To be clear, I am not arguing that the treatment of Black Americans was internationally lawful. On the contrary, I think the fears of Taylor, Jackson, and US war-crimes officials were wholly justified: if crimes against humanity did not require a nexus with war, there was no question the US government had committed a variety of such crimes against Black men and women. Persecution is an obvious one, and also extermination, which does not have genocide’s specific-intent requirement. I even think it is likely that segregation and the violence that accompanied it satisfy the legal definition of the crime against humanity of apartheid (although the crime obviously did not exist during segregation).

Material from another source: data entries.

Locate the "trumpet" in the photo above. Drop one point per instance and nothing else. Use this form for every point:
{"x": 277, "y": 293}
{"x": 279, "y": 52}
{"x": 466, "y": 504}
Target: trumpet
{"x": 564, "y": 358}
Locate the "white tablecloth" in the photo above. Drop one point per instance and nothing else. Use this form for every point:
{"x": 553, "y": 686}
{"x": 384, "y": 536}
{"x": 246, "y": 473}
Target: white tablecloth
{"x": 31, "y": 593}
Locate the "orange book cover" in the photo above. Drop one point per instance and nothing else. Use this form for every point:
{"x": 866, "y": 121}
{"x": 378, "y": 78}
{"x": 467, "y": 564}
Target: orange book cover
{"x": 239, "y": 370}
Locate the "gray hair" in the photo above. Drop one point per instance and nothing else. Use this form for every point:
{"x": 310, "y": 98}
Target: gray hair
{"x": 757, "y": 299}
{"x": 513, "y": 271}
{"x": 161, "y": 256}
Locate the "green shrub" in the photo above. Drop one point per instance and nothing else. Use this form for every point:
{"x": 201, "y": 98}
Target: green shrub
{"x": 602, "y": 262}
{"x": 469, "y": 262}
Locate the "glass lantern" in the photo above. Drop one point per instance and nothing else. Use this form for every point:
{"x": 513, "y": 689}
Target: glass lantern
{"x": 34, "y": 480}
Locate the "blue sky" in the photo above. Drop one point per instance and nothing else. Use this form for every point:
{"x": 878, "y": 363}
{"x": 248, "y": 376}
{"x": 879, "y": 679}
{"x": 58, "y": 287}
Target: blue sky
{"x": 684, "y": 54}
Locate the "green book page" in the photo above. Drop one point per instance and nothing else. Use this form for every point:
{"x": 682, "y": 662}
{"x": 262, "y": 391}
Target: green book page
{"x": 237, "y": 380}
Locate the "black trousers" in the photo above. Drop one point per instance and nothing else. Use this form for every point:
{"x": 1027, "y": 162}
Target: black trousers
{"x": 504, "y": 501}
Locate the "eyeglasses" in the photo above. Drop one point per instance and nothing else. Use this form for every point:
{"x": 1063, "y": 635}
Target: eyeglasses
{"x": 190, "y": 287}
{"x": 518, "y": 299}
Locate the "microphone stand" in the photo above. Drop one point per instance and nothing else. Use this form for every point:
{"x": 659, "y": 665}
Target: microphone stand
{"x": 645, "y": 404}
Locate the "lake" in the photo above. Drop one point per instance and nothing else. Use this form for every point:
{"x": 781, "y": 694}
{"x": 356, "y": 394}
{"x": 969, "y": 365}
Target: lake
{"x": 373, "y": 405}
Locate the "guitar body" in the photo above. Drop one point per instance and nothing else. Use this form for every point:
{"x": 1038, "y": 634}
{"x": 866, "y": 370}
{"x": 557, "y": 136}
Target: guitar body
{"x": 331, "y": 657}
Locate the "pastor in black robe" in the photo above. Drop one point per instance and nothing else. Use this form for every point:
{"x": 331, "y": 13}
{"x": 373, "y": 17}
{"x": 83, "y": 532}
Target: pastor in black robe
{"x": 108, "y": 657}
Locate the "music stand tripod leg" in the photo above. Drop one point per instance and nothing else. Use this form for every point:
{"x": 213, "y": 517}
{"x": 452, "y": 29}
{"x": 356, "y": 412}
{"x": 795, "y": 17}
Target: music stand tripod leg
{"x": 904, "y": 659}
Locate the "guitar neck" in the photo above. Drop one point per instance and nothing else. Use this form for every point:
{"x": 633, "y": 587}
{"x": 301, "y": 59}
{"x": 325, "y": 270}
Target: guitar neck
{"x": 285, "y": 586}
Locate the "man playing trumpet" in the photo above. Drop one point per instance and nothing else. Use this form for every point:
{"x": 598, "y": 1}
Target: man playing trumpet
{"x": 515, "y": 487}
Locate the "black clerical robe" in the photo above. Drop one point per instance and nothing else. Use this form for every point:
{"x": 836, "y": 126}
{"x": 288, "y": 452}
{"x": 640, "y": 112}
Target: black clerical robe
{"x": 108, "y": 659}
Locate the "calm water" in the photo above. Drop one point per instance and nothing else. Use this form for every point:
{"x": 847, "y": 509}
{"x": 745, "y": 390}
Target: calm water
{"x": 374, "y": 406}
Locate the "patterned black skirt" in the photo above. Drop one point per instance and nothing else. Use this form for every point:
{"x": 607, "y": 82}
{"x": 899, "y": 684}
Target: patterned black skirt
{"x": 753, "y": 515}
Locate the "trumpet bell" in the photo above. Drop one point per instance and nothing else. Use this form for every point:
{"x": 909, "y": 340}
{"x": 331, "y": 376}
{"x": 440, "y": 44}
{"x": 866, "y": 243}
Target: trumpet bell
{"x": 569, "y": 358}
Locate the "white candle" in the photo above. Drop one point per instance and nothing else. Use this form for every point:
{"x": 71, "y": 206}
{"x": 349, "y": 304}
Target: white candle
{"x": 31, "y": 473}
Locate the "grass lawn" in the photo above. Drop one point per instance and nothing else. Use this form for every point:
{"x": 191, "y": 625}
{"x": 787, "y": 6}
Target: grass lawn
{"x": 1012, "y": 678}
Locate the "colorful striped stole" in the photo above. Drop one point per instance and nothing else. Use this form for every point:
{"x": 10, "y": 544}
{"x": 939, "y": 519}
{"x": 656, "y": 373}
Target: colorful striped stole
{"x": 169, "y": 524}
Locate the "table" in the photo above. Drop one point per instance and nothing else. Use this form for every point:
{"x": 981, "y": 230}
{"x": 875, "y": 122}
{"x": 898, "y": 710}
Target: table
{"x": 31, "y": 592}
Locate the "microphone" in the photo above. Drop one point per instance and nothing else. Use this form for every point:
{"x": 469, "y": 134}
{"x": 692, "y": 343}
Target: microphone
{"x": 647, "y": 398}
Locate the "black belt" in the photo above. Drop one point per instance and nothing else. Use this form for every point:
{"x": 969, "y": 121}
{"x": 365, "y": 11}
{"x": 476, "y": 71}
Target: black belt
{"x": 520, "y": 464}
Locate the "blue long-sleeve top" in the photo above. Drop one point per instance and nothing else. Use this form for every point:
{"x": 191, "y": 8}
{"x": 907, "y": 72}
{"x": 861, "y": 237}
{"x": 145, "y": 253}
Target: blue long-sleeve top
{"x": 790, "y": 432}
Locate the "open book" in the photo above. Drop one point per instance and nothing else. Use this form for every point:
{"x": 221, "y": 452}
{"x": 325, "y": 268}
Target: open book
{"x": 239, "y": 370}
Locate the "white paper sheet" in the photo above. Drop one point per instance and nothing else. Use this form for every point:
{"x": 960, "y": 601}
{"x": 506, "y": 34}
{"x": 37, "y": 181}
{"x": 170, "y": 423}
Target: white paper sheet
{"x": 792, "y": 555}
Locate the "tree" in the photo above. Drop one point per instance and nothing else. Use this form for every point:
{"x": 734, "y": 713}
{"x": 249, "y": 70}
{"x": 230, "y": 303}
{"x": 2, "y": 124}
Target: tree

But not genocide. And that is not a bad thing — it in no way minimises or trivialises the horrors of how Black people have been treated by their government throughout American history to describe that treatment as “merely” the crimes against humanity of persecution, extermination, and apartheid. Their treatment, which even today shows no signs of abating, will always be one of the great stains in American history. No matter how we legally describe it.